Gross rent x GRM (factor) = value estimate

The gross rent is the monthly income of the building with no deductions for expenses. Another rent factor is called the g*ross income multiplier* (GIM). In this case, the income used is gross annual rent rather than monthly. Other than that, all the formulas and resulting values are the same.

You’re now correctly asking, “So where do I get the GRM factor?” As with all the data appraisers use, they calculate it based on the market. After getting all the information needed on the subject property, the appraiser researches the market for that type of property, which is usually the local market, to obtain a number of comparable sales.

*Comparable sales* are recent sales of similar buildings. After locating a number of similar buildings, the appraiser needs to find the sales price and the gross income of each building. By dividing the sales price of the building by the gross rent, the appraiser obtains a gross rent multiplier for each of the comparables. If the buildings are similar, the gross rent multipliers also will be similar numbers.

Say you’re appraising a three-unit residential rental property. The gross monthly rent of this property is $600 per apartment or $1,800 per month for the whole building. You research similar buildings and find three comparable properties that are in the same location, approximately the same size, and that generate approximately the same gross monthly rent. The data is shown here:

Sale price | Gross monthly rent |
---|---|

$200,000 | $2,000 |

$180,000 | $1,800 |

$190,000 | $1,900 |

You now apply the formula for finding the GRM to this data.

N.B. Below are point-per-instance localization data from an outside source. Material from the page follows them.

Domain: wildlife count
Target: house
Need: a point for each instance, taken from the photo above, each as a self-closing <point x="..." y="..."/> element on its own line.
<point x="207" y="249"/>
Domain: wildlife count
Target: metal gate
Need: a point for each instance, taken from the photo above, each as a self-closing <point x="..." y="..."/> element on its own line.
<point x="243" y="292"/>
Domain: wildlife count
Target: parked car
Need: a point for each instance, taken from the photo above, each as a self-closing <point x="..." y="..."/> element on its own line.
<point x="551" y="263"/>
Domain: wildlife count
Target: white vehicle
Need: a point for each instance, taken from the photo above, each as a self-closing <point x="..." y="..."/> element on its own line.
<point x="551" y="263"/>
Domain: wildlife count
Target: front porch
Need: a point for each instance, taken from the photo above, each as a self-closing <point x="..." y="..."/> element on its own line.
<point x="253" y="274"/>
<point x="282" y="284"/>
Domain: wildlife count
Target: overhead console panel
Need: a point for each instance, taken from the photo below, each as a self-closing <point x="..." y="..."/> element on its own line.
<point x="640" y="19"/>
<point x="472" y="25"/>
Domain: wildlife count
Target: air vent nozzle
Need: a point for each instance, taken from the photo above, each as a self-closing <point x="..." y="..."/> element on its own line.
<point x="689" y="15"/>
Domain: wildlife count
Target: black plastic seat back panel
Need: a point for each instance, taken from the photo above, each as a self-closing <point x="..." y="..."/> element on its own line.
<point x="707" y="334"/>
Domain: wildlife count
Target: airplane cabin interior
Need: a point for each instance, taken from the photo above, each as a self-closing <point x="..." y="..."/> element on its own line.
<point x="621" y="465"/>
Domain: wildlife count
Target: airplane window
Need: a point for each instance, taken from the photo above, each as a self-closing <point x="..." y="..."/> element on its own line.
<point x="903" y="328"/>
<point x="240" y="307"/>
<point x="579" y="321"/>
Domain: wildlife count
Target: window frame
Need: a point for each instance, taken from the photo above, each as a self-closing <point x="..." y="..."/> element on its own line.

Sales price ÷gross monthly rent = GRM

Applying the formula to the example data, you find that the GRM for each of the comparables would be 100, which means that the comparable buildings each sold for a price that was 100 times its gross monthly rent. The final step is to apply the value formula to the subject property:

Gross monthly rent x GRM = value estimate

$1,800 x 100 = $180,000

The GRM method is particularly useful for small-income-producing properties, such as one-to-four-family houses.